Elle voyait maintenant que tout le monde savait quelque chose, mais qu’on n’osait pas répondre à ses questions, qu’on voulait la laisser dans l’ignorance.

Le laquais revint, apportant sur un petit plateau d’argent la tasse de café demandée; il la présenta d’abord à sa maîtresse, qui lui fit signe de l’offrir à Marie Timoféievna.

– Ma chère, vous avez été transie de froid tantôt, buvez vite, cela vous réchauffera.

Marie Timoféievna prit la tasse et dit en français «merci» au domestique; puis elle se mit à rire à la pensée de l’inadvertance qu’elle venait de commettre, mais, rencontrant le regard sévère de Barbara Pétrovna, elle se troubla et posa la tasse sur la table.

– Tante, vous n’êtes pas fâchée? murmura-t-elle d’un ton enjoué.

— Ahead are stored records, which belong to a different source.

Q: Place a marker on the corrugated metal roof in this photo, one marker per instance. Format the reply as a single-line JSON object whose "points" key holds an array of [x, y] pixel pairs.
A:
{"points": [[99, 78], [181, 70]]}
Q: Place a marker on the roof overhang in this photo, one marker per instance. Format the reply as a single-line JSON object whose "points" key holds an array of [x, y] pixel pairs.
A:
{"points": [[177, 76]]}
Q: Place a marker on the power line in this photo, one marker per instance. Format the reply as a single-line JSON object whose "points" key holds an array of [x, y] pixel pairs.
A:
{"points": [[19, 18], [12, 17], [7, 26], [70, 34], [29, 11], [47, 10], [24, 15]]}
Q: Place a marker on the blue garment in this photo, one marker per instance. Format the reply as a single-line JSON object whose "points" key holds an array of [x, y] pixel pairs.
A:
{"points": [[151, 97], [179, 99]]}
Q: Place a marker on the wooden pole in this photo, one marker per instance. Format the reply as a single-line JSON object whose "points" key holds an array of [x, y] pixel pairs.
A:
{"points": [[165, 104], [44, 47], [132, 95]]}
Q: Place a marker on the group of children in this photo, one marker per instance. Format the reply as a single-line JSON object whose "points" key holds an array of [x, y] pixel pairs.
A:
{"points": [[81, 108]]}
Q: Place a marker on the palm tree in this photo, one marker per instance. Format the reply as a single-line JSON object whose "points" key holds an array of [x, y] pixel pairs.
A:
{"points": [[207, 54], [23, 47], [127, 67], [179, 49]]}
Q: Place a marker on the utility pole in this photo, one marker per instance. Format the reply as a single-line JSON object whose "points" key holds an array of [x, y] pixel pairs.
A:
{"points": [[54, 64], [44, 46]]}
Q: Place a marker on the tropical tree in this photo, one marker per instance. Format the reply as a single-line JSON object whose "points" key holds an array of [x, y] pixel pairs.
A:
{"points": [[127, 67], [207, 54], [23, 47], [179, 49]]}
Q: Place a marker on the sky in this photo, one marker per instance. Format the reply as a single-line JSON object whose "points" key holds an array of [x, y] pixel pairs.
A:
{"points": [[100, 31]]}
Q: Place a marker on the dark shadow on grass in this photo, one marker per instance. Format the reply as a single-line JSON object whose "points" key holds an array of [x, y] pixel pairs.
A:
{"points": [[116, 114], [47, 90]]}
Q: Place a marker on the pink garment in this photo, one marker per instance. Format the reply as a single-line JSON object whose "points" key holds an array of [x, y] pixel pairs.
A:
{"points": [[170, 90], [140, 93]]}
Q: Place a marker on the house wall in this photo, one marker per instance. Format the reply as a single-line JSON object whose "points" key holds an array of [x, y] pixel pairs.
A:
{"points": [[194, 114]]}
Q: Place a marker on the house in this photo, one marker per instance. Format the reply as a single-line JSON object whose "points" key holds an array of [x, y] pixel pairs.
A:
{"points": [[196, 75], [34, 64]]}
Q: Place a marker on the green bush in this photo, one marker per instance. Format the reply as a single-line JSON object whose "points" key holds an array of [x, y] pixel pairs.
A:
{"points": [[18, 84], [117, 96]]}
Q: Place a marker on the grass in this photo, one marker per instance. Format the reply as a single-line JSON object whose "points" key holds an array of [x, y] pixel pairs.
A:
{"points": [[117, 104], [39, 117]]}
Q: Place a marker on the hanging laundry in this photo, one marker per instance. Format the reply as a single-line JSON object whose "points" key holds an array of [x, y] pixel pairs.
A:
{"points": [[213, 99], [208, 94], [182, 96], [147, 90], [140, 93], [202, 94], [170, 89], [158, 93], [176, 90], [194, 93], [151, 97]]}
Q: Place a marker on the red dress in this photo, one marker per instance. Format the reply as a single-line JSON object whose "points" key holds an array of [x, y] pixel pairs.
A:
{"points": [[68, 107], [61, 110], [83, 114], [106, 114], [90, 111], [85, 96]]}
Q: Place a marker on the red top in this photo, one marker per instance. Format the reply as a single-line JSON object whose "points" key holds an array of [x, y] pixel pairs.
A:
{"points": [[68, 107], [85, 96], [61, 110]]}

Ces mots firent bondir sur son siège Barbara Pétrovna.

– Quoi? cria-t-elle en prenant son air hautain, – est-ce que je suis votre tante? Que voulez-vous dire par là?

Marie Timoféievna ne s’attendait pas à ce langage courroucé; un tremblement convulsif agita tout son corps, et elle se recula dans le fond de son fauteuil.

– Je… je pensais qu’il fallait vous appeler ainsi, balbutia-t-elle en regardant avec de grands yeux Barbara Pétrovna, – j’ai entendu Lisa vous donner ce nom.

– Comment? Quelle Lisa?

– Eh bien, cette demoiselle, répondit Marie Timoféievna en montrant du doigt Élisabeth Nikolaïevna.

– Ainsi, pour vous elle est déjà devenue Lisa?

– C’est vous-même qui tantôt l’avez appelée ainsi, reprit avec un peu plus d’assurance Marie Timoféievna. – Il me semble avoir vu en songe cette charmante personne, ajouta-t-elle tout à coup en souriant.